As an aside, this is going to sound awful, but in a way I am glad Fitzgerald died. The story is beautiful as it is – unfinished yet simple. His plans for the rest of the book are over the top: murder plots and a Stahr dying in a plane crash. Children stealing from the dead and their subsequent trial. Cecilia in a sanitarium (like his wife, Zelda?). Like I said, it all seems over the top.

Lines I liked, “His dark eyes took me in, and I wondered what they would look like if he fell in love” (p 22), “It was more intimate than anything they had done, and they both felt a dangerous sort of loneliness, and felt it in each other” (p 102), “What people are ashamed of usually makes a good story” (p 117), and “It would come in some such guise as the auto horns from the technicolor boulevard below, or be barely audible, a tattoo on the muffled dream of the moon” (p 144).

Reason read: F. Scott Fitzgerald was born in September.

Author fact: Fitzgerald died of a heart attack while writing The Last Tycoon. According to the forward, he had just written the first episode of Chapter six. Sad.

Book trivia: The Last Tycoon is narrated by a junior co-ed at Bennington College, but the story is more about Monroe Stahr.

BookLust Twist: from More Book Lust in the chapter called “Literary Lives: the Americans” (p 145). This book actually doesn’t belong in the chapter. “Literary Lives: the Americans” begins with this sentence, “If you want to know more about a writer, before or after reading his or her book, here are some top-notch literary biographies” (p 144). The Last Tycoon is not a biography of F. Scott Fitzgerald.

 

 

 


Dervish is Digital

Cadigan, Pat. Dervish is Digital. New York: Tom Doherty Associates, 2000.

Right away I knew Dervish is Digital was going to be weird. The story opens with Dore Konstantin, a detective lieutenant in charge of TechnoCrime, Artificial Reality Division, meeting with an arms dealer. Later, she is spending time discussing demons and blowfish with a cyborg. It’s almost as if you aren’t meant to follow Cadigan’s off the wall imagination. It gets even stranger so my only advice is to hang on. Maybe you aren’t supposed to understand it all. Snarly Konstantin is supposed to be solving a case involving someone stalking his own ex-wife but it gets more complicated when the East/West Japanese and Hong Kong deviants are introduced. While Konstantin’s character is shallow and underdeveloped, Cadigan does an amazing job of describing Konstantin’s world. Cyberspace is richly detailed and completely believable. I never did latch onto the idea of there was a real crime to solve, but the story was an interesting ride.

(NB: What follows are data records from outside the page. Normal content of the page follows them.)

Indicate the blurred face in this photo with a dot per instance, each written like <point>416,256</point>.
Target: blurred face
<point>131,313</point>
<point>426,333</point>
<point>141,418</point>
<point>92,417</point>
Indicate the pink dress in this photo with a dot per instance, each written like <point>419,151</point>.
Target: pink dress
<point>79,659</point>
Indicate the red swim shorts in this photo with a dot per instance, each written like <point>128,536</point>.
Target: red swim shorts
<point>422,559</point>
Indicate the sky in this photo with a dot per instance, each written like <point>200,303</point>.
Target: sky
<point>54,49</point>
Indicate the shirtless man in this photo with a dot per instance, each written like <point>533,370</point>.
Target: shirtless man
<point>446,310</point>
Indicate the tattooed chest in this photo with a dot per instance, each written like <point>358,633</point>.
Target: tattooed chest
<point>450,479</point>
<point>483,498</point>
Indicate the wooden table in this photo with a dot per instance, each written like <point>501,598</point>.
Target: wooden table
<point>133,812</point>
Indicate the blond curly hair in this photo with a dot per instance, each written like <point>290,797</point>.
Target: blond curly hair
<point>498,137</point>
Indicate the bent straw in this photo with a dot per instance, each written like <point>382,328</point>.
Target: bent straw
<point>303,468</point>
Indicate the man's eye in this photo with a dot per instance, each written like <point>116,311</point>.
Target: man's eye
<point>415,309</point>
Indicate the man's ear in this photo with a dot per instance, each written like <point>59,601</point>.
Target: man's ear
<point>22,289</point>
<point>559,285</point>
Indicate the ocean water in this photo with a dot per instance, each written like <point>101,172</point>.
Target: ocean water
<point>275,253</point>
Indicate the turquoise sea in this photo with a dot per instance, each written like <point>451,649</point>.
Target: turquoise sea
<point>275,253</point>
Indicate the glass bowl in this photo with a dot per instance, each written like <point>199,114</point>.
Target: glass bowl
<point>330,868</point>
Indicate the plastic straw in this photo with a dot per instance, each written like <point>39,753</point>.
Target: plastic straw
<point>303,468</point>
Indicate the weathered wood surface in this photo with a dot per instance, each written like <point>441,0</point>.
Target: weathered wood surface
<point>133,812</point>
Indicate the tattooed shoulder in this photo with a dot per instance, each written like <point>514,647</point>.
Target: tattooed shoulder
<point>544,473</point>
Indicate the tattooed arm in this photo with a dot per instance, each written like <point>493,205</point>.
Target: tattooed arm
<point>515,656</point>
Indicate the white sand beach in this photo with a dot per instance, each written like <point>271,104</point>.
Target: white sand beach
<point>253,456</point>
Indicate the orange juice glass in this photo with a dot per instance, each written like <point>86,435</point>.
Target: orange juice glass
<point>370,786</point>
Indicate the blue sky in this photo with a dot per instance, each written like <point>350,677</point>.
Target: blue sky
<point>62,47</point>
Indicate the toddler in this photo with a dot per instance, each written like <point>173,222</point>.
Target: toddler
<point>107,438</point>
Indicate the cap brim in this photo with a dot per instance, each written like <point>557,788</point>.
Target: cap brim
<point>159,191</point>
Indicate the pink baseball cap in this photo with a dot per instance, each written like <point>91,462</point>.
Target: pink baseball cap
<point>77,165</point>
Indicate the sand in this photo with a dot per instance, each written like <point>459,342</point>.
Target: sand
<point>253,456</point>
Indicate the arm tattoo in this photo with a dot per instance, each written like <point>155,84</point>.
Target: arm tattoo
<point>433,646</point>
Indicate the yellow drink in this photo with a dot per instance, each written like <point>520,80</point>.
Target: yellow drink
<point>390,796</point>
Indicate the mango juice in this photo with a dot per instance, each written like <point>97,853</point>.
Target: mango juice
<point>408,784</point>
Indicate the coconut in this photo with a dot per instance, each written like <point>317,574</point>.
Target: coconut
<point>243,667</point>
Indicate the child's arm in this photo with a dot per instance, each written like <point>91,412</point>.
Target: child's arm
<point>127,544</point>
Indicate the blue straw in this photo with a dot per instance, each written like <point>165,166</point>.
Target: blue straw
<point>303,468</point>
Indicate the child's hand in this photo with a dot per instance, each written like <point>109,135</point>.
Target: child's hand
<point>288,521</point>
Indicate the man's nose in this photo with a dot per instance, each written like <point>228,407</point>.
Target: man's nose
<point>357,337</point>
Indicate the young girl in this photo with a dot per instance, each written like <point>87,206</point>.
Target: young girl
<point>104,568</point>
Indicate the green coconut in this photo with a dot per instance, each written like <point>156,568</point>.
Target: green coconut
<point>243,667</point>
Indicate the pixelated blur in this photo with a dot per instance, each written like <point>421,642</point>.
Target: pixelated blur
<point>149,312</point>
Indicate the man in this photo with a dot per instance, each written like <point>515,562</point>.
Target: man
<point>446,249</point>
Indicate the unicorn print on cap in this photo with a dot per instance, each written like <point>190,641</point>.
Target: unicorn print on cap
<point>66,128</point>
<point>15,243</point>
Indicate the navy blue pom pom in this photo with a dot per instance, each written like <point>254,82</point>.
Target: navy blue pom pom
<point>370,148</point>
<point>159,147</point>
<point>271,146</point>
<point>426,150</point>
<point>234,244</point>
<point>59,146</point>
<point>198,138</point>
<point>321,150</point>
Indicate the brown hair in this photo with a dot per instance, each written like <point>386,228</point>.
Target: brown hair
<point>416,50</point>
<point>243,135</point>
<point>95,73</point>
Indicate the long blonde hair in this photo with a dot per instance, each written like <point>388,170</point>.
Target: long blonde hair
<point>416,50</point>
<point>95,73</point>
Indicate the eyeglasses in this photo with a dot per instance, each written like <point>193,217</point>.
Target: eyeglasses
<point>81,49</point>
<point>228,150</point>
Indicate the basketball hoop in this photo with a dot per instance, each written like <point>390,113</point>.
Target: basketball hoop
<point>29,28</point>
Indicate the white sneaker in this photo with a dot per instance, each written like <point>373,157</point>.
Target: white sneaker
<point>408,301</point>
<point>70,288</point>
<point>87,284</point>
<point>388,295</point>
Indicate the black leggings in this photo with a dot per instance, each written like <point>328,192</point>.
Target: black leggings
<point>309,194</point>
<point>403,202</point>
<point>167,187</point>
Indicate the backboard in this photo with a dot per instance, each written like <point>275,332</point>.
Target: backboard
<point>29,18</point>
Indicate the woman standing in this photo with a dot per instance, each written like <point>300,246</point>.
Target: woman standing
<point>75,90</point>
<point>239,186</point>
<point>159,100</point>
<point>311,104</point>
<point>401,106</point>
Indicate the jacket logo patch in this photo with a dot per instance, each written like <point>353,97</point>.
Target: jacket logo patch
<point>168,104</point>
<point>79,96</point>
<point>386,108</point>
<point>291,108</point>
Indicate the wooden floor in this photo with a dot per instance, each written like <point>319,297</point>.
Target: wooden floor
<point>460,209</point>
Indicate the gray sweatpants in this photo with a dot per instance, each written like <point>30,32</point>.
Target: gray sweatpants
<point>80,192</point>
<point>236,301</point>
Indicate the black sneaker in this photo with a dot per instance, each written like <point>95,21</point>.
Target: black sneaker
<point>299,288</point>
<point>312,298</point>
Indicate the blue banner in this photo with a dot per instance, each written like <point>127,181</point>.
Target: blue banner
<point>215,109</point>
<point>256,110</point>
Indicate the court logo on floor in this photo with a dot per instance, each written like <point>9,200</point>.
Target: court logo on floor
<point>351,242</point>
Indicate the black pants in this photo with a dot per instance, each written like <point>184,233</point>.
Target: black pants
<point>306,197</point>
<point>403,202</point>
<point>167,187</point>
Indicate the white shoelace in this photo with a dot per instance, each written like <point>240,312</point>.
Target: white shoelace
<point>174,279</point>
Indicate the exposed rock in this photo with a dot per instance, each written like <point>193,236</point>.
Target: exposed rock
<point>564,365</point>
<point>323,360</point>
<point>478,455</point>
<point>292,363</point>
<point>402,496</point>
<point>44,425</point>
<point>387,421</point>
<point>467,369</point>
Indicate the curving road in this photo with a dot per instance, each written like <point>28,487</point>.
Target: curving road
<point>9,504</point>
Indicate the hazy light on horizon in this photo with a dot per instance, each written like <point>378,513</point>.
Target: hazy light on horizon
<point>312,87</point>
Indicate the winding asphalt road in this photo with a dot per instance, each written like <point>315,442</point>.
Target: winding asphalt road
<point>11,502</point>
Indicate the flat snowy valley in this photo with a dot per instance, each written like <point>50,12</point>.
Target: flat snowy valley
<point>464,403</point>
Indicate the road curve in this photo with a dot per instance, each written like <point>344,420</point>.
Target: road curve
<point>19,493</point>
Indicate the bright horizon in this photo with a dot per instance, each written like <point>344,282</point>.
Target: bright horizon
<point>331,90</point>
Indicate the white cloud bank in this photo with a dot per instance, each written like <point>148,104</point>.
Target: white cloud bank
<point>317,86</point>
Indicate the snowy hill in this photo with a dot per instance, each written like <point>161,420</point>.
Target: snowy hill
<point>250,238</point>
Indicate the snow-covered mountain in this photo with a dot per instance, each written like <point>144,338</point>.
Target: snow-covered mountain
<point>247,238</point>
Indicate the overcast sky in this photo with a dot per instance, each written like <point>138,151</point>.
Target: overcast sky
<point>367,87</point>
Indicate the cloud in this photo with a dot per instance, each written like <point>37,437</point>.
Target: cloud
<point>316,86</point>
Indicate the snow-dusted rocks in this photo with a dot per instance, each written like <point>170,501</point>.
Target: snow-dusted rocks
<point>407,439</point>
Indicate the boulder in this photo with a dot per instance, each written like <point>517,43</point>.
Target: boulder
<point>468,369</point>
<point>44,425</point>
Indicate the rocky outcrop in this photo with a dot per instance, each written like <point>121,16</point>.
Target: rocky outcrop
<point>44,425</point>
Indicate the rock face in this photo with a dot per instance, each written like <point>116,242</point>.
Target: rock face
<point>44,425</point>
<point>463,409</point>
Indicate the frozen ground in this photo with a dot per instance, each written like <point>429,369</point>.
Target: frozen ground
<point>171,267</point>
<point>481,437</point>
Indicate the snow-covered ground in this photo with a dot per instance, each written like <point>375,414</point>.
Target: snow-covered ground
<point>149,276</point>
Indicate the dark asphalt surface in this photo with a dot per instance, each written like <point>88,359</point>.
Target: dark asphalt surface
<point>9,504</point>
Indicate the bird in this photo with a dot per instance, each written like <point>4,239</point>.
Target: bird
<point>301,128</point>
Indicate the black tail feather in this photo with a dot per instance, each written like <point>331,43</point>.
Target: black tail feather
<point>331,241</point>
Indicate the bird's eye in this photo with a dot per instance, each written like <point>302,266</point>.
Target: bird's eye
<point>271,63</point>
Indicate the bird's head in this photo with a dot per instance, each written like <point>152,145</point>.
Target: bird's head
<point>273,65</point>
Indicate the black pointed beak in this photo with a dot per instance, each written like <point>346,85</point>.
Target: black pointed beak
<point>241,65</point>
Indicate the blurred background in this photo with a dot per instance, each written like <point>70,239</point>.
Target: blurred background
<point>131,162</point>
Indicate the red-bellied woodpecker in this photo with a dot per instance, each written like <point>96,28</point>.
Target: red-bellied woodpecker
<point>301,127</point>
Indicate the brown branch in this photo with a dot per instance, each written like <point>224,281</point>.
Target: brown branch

My only gripe? Cadigan loved to describe anatomy as “wasp-waist.” I get the look Cadigan was going for, but after awhile I started to believe she couldn’t think of any other way to describe someone as having a narrow waist.

Reason read: September is Cadigan’s birth month..and if I’m still reading this in October, October is computer learning month. Whatever that means.

Author fact: according to the all-knowing Wikipedia, Cadigan is local. Schenectady and Fitchburg.

Book trivia: the main character, Dore Konstantin is introduced in an earlier novel by Cadigan called Tea From an Empty Cup. Yup, I am reading them backwards. Here’s what I’m hoping, Konstantin is an underdeveloped character in Dervish because she has been completely spelled out in Tea.

BookLust Twist: from Book Lust in the chapter called Cyberspace.Com (p 69). For the record I want to say that Pearl doesn’t mention that the same character is in both Dervish is Digital and Tea From an Empty Cup. There was no way for me to know the two books are linked.